Ann Arbor City Clerk Jacqueline Beaudry said Tuesday that the allegations the grant award was for “get-out-the-vote” initiatives is “not accurate.”

“It is to be used exclusively for the public purpose of planning and operationalizing safe and secure election administration,” Beaudry wrote in an email. “To this end, we have received funding to secure and train an adequate number of election inspectors in a pandemic, acquire new voting equipment and ballot boxes to manage the increased demand for absentee ballots, and other measures related to the changing nature of elections this year during these challenging times.”

The clerk said the funding was awarded to the city and accepted by the Ann Arbor City Council. Beaudry said she can’t speak to what Benson did or did not allow “as we did not apply for this grant through the Secretary of State’s Office.”

“We applied directly with the Center for Technology and Civic Life, although the Michigan Bureau of Elections did promote the grant opportunity to all Michigan clerks and I have heard many clerks, large and small, from all over the state announce that they received funding,” she said.

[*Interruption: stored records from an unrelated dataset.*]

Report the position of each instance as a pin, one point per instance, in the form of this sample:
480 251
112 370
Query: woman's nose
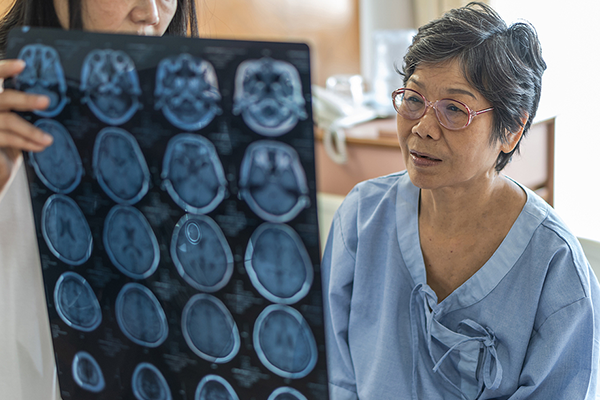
145 12
428 125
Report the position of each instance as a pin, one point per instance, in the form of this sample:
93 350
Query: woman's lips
423 159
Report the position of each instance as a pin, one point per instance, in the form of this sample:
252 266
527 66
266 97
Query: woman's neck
455 210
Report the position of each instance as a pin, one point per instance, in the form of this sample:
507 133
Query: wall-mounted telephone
334 113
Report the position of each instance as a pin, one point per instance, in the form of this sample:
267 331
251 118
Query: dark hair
41 13
503 63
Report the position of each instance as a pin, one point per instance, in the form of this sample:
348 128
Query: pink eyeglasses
452 114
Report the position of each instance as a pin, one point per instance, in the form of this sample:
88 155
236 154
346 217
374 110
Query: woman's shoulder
372 192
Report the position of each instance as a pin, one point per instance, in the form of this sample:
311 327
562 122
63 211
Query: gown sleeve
337 268
562 356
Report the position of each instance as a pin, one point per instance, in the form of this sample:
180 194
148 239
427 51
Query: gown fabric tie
423 304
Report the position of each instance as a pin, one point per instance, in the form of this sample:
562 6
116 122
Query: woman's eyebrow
460 91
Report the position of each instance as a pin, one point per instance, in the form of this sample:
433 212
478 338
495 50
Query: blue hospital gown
525 326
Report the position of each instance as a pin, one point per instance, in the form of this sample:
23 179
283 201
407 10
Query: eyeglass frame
428 104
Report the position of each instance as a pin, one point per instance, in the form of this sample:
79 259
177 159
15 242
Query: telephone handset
334 113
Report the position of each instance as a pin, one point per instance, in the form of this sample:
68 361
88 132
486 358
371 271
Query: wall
570 40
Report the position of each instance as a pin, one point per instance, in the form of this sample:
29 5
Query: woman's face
436 157
141 17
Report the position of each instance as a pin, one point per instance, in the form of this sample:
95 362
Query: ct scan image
286 393
43 74
65 230
278 264
76 302
140 316
59 166
119 166
209 329
193 174
273 182
87 372
176 215
148 383
284 342
110 85
187 91
214 387
130 242
268 95
201 253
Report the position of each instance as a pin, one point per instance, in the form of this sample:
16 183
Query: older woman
450 280
27 370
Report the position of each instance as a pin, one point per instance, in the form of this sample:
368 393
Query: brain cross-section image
140 316
130 242
273 182
59 165
76 303
187 91
119 166
110 86
87 373
43 74
65 230
148 383
209 329
286 393
193 174
213 387
284 342
268 95
278 264
201 253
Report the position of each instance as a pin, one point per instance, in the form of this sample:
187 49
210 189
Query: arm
337 270
562 359
16 134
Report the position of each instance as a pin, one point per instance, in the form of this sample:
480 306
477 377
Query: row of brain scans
272 180
148 383
267 96
268 92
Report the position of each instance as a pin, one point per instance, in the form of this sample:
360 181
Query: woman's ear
513 138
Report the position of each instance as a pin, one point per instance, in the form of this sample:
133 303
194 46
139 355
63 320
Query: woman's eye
453 108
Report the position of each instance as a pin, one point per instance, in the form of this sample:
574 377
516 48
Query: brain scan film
213 387
268 95
278 264
209 329
273 182
201 253
59 165
148 383
76 302
140 316
284 342
286 393
130 242
87 373
66 230
119 166
193 174
187 91
110 86
43 74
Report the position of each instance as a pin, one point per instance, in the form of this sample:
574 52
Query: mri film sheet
176 216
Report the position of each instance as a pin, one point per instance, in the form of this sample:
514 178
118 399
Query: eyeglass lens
452 114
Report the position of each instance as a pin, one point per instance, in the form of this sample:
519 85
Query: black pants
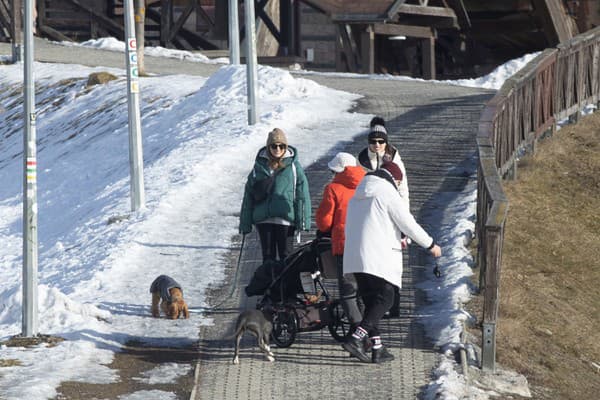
275 239
350 300
378 296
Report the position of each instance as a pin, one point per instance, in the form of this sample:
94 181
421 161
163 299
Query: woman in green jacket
276 198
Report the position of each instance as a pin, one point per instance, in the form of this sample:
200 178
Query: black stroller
294 293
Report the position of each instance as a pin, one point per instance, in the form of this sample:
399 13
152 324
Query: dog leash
436 270
235 278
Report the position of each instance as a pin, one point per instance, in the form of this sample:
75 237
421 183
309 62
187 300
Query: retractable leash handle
436 270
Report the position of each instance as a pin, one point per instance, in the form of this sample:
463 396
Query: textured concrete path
434 127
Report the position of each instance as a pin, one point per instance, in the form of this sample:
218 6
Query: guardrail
554 86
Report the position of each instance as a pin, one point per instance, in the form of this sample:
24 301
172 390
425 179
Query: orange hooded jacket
331 214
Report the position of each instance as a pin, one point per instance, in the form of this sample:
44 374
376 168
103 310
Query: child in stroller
294 293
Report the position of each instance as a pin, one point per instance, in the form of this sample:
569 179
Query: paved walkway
434 127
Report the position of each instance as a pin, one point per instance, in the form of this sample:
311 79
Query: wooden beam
461 13
394 8
404 30
166 19
109 23
428 11
347 50
367 50
428 58
181 20
357 18
554 21
54 34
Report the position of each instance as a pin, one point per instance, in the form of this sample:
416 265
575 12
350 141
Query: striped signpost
133 104
30 209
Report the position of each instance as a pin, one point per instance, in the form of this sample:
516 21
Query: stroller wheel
285 326
339 327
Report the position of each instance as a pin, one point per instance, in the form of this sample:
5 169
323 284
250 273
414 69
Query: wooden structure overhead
359 22
451 38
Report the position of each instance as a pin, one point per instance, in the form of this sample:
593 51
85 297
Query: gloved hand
405 241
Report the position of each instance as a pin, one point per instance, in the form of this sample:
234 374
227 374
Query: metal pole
234 33
133 106
251 69
30 237
16 32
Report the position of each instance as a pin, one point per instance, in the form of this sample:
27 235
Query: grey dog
253 321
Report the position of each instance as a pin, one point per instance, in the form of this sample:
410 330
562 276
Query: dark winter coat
289 198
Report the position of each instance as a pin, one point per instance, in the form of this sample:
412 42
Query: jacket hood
350 177
371 185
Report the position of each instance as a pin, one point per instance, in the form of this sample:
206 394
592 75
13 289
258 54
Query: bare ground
549 322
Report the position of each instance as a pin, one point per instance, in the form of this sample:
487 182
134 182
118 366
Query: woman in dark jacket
276 198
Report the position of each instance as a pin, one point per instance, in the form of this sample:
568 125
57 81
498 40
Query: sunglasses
376 141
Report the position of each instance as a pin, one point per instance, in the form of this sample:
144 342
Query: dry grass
549 324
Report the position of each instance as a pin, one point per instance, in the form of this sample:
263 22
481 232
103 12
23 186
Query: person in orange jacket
331 218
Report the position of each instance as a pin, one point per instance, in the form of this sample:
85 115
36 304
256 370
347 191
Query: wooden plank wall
558 84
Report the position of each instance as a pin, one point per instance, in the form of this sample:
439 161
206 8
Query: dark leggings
378 296
274 240
349 298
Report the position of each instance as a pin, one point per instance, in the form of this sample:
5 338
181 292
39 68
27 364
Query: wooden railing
554 86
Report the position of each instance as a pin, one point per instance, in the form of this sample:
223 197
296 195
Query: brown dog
168 292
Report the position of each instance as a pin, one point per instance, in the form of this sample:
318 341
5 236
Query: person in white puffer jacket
376 218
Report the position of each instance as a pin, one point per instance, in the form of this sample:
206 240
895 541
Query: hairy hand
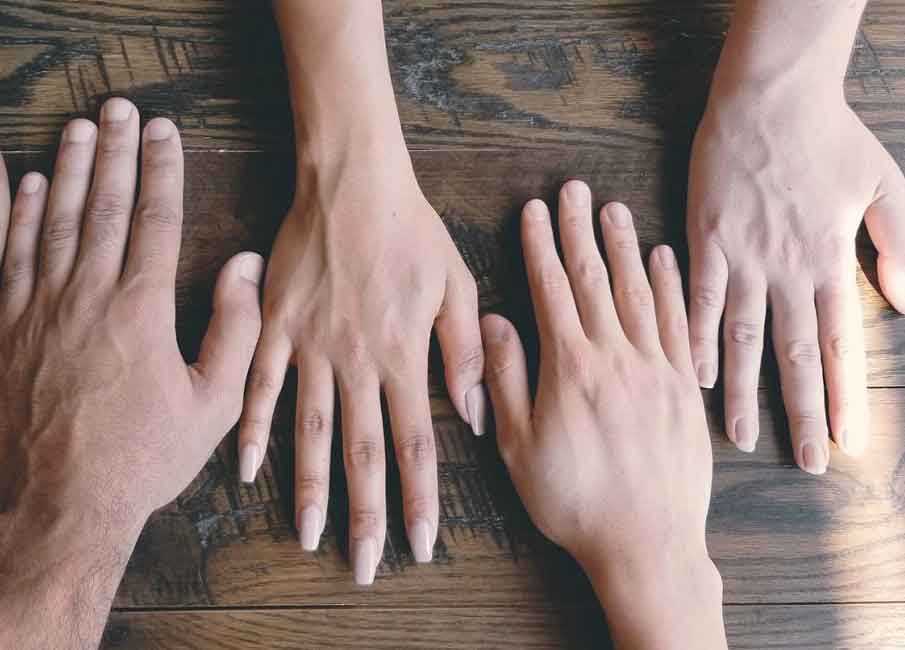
361 272
100 417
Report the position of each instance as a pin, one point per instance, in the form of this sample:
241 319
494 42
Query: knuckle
804 354
310 483
745 333
415 451
159 215
365 456
707 298
637 296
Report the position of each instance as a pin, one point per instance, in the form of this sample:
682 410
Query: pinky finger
672 320
506 376
264 383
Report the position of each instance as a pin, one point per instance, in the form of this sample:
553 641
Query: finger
885 220
554 306
709 275
268 370
20 263
743 338
672 322
65 205
229 345
4 207
506 375
313 438
413 438
587 273
632 294
795 337
459 335
365 462
844 363
157 224
109 207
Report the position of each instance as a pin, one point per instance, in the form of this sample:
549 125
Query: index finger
157 223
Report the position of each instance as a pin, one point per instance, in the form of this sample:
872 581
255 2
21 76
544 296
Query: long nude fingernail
248 462
421 539
311 524
364 560
476 405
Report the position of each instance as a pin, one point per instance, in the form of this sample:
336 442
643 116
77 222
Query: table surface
501 101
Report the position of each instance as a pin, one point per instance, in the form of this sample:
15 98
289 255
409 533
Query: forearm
339 78
766 47
58 577
661 602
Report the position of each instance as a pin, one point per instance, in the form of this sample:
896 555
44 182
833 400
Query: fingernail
706 375
252 269
618 215
311 523
667 257
813 459
364 561
159 129
79 131
116 110
30 183
421 541
745 438
248 462
537 210
476 405
578 193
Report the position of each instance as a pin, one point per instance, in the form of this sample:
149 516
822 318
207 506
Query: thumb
885 220
232 335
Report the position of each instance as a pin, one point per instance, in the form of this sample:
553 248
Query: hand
361 271
101 420
613 459
780 182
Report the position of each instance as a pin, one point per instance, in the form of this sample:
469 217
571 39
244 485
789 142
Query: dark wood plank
584 73
777 534
754 627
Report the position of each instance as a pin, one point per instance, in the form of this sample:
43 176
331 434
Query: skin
612 456
783 173
101 420
361 272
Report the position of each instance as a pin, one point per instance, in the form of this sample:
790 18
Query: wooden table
500 101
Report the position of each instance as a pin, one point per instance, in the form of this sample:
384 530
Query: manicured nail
421 540
252 269
79 131
159 129
618 215
30 184
667 257
706 375
476 405
364 560
536 210
745 438
813 459
311 523
116 110
578 193
248 462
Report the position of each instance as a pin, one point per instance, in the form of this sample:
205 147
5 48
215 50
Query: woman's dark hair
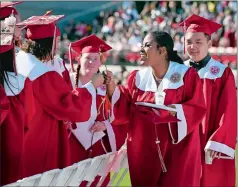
163 39
41 48
6 65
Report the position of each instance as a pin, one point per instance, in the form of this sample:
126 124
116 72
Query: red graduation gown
4 105
99 113
179 142
12 128
219 129
53 102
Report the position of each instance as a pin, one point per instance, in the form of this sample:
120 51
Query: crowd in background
125 28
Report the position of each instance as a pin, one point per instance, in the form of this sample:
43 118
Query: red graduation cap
7 36
39 27
6 9
90 44
196 23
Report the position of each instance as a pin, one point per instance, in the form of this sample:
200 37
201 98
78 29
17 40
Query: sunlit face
90 63
17 29
150 53
196 45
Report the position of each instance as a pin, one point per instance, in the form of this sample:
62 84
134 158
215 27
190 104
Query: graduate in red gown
4 105
14 116
163 146
54 100
62 68
218 130
90 57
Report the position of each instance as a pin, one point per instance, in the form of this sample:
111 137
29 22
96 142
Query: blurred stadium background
123 25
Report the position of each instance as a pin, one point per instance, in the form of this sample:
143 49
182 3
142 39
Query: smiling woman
165 142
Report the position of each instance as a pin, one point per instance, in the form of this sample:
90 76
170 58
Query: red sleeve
66 76
4 105
224 137
191 109
121 101
52 92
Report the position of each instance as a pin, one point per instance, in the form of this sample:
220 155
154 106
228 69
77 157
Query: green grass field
126 180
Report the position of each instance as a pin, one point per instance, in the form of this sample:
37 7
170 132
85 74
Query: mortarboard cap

Lisa Williams-Jackson, a spokeswoman for Wayne County Clerk Cathy Garrett, said in an email that the office does not comment on pending litigation. Clerks in the other communities listed in the lawsuit could not be immediately reached for comment. 

The filing notes CTCL is a successor to the New Organizing Institute, which ended operations in 2015. 

On its website, CTCL writes it connects Americans with information to become and remain civically engaged, and ensure elections are more professional, inclusive and secure.

Facebook co-founder Mark Zuckerberg contributed a $250 million toward the center’s initiatives in battleground states like Arizona, Wisconsin and Michigan, Hearne said. 

“When you have private billionaires paying millions of dollars to try to influence the election that, at a minimum, undermines the integrity of the election and the people’s confidence in it,” he said. “This sort of gaming the system and plan, it’s just not good for the nation.”

Oakland County Clerk Lisa Brown said Benson’s office shared information about CFCL with Michigan’s county and municipal clerks and all had an opportunity to apply. She did not seek out any of the funding.

“We already had an opportunity through the CARES Act to get extra equipment and things we would need at the county level,” Brown said. “It seemed to me that they were offering up the same sort of thing.”